Durante el viaje de novios, cuando a iniciativa de ella nos habíamos embarcado en un tren de lujo y decadencia que cruzaba Sudáfrica. Su reír, incontrolado e incontrolable, cuando nos despertamos y yo descubrí alarmado un hematoma que abarcaba media pierna. Su contarme a carcajadas como, la noche anterior, la primera a bordo de aquel tren, yo me había pasado tomando whiskey y haciendo amistad con el resto de los pasajeros – todos jubilados – y como ella me había tenido que guiar por el estrecho pasillo de vuelta al coche-cama, pero yo hacía diagonales.

Durante el viaje de novios, cuando atravesábamos el Delta del Okavango buscando felinos, y ella, que vende caras sus palabras, se mostraba dicharachera con los dos guías que nos acompañaban y les hacía reír, y sonreír, y yo a su lado buscaba felinos.

Durante la Eurocopa de Ucrania, cuando en la final de Kiev, los dos en la grada, marcó Silva el primero. Cuando mi padre, que vende caras sus emociones, se puso a saltar eufórico escaleras abajo y arriba. Cumplía un sueño.

Durante el verano de 2013, cuando me hice adulto de mi madre, cuando recién me había ido de casa y de España y al poco ella vino a verme. Esas noches de calor y terraza en Zúrich, esas cenas a dos en aquel italiano, bebiendo vino sin la censura habitual de mi padre y, por fin, conversando cómplices, contándonos vida.

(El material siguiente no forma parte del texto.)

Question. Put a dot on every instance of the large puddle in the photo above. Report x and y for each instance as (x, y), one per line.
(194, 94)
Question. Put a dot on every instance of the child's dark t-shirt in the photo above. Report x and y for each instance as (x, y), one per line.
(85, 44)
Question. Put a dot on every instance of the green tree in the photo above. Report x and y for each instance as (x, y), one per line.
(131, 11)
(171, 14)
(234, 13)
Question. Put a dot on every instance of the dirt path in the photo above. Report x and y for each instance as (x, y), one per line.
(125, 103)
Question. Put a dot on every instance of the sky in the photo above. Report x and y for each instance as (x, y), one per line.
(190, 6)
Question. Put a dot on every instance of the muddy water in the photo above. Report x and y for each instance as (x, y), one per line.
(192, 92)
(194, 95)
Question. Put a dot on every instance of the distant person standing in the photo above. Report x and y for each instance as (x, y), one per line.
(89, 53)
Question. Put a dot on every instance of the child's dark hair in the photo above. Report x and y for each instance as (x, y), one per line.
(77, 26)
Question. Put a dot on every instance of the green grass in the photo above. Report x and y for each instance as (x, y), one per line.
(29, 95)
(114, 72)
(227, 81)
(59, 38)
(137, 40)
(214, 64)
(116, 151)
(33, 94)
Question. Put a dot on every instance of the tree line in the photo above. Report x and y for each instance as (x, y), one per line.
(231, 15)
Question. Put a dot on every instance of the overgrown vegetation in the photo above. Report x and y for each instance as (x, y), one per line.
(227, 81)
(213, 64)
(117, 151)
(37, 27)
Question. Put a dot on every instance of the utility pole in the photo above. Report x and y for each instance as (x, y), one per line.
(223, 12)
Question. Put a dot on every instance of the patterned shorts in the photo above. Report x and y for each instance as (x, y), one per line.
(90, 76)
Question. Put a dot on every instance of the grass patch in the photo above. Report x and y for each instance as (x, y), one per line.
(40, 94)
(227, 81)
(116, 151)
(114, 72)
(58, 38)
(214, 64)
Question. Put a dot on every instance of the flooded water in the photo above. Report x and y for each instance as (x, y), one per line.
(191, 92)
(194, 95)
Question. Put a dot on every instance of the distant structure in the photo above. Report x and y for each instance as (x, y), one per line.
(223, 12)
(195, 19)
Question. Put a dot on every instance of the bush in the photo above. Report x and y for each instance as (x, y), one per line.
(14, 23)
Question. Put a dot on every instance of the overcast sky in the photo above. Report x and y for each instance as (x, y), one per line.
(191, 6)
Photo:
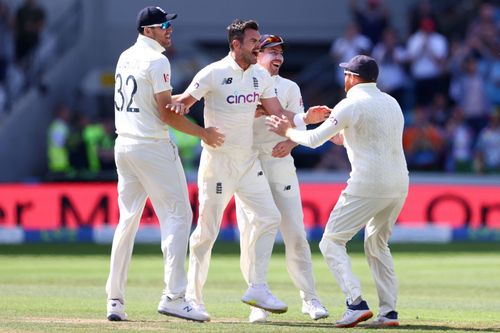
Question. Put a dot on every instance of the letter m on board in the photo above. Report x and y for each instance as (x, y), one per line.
(69, 209)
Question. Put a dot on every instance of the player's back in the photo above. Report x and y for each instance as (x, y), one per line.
(136, 113)
(374, 144)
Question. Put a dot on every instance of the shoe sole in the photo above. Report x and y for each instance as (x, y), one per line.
(364, 317)
(114, 317)
(171, 314)
(381, 325)
(254, 304)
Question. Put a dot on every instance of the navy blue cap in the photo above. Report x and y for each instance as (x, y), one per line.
(267, 40)
(366, 67)
(153, 15)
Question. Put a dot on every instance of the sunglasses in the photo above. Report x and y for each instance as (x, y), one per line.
(162, 26)
(346, 72)
(271, 39)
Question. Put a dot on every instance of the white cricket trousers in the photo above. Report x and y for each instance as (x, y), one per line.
(222, 174)
(350, 214)
(150, 169)
(282, 178)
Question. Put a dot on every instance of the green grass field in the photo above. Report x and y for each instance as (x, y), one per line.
(60, 288)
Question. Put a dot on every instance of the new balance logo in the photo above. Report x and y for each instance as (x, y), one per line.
(255, 83)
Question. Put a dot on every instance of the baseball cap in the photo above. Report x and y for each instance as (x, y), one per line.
(267, 40)
(364, 66)
(153, 15)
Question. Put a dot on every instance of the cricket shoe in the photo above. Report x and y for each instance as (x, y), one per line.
(389, 319)
(260, 296)
(116, 310)
(354, 315)
(257, 315)
(314, 309)
(181, 308)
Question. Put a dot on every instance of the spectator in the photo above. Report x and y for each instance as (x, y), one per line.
(57, 140)
(487, 152)
(423, 143)
(427, 52)
(417, 12)
(468, 91)
(372, 19)
(483, 33)
(6, 42)
(493, 81)
(459, 144)
(391, 58)
(29, 23)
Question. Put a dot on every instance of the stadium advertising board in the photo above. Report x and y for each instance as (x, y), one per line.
(55, 206)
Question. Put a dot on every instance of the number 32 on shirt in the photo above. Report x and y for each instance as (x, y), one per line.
(125, 87)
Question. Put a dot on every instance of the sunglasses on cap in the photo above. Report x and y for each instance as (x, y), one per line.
(162, 26)
(271, 39)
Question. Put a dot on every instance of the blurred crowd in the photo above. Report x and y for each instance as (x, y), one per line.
(26, 48)
(444, 70)
(445, 73)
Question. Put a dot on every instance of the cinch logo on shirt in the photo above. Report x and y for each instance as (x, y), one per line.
(241, 99)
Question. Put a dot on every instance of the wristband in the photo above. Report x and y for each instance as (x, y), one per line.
(299, 122)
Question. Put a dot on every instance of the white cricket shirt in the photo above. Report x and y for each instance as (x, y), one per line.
(373, 129)
(289, 95)
(231, 97)
(142, 71)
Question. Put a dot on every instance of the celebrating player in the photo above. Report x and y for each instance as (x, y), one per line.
(372, 126)
(277, 164)
(148, 164)
(232, 88)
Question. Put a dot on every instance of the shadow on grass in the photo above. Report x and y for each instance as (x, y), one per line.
(421, 328)
(230, 248)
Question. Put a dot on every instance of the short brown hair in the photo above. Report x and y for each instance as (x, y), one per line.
(237, 28)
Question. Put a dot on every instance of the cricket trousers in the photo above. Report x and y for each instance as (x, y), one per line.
(351, 214)
(282, 178)
(151, 169)
(220, 176)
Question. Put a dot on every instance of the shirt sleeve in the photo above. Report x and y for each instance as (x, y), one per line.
(269, 90)
(201, 83)
(294, 102)
(159, 72)
(341, 117)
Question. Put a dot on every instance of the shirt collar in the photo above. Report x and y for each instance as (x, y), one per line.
(360, 87)
(150, 42)
(234, 65)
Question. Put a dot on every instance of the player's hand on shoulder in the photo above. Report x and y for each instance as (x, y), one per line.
(213, 137)
(260, 111)
(177, 108)
(338, 139)
(317, 114)
(283, 148)
(278, 125)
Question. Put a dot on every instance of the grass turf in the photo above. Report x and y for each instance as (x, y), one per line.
(60, 288)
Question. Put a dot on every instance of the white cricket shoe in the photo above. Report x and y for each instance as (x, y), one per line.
(354, 315)
(257, 315)
(116, 310)
(260, 296)
(181, 308)
(389, 319)
(314, 309)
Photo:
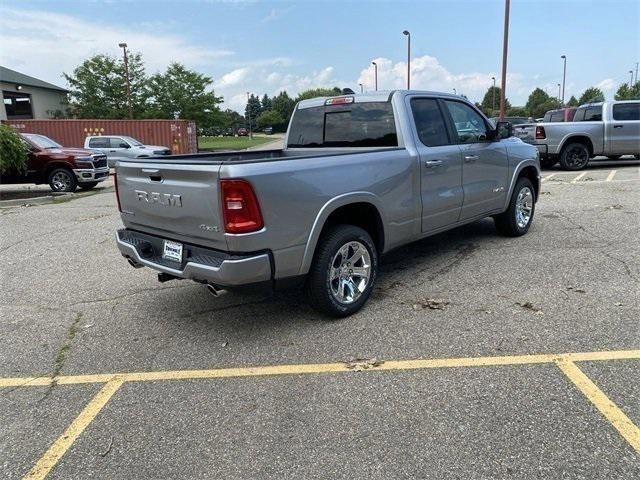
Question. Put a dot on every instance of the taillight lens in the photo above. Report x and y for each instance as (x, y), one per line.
(240, 207)
(115, 182)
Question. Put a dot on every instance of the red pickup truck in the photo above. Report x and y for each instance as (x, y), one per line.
(64, 169)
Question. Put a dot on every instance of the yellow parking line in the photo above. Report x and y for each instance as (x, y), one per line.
(610, 410)
(575, 180)
(311, 368)
(62, 444)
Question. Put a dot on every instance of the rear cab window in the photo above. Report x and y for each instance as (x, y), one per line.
(367, 124)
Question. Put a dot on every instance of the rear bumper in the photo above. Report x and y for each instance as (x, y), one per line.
(200, 264)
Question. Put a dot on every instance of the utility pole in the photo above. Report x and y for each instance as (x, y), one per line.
(493, 96)
(406, 32)
(505, 47)
(564, 76)
(375, 68)
(123, 46)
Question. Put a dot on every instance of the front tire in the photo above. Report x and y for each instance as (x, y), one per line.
(575, 156)
(344, 271)
(62, 180)
(516, 220)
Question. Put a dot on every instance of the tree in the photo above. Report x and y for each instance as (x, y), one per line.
(266, 104)
(182, 93)
(591, 94)
(13, 151)
(284, 105)
(536, 98)
(628, 93)
(573, 102)
(270, 118)
(97, 87)
(488, 102)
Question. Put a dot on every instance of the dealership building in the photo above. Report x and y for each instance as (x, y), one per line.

Durante aquellas horas de la comida, último año de colegio, los amigos en un bar de barrio. Cuando un día tras otro convencíamos a gritos al cocinero, un señor gordo y feliz, para que saliera de su cocina terrible enfundado en una peluca femenina que rezumaba grasa y, mirándonos, levantara un cuchillo enorme, a lo que respondíamos, exaltados, con golpes sobre las mesas y aullidos.

Durante los meses que viví en Tokio, cuando estaba solo, pero aún más cuando al teléfono me acompañaba mi amigo Gonzalo, que, desde Nueva York, rizando el rizo, me impartía clases sobre rap español.

Ahora. Cuando, confinados todos, todos nos acompañamos. Ella a mi lado, ellos más lejos. Nos acompañamos siempre.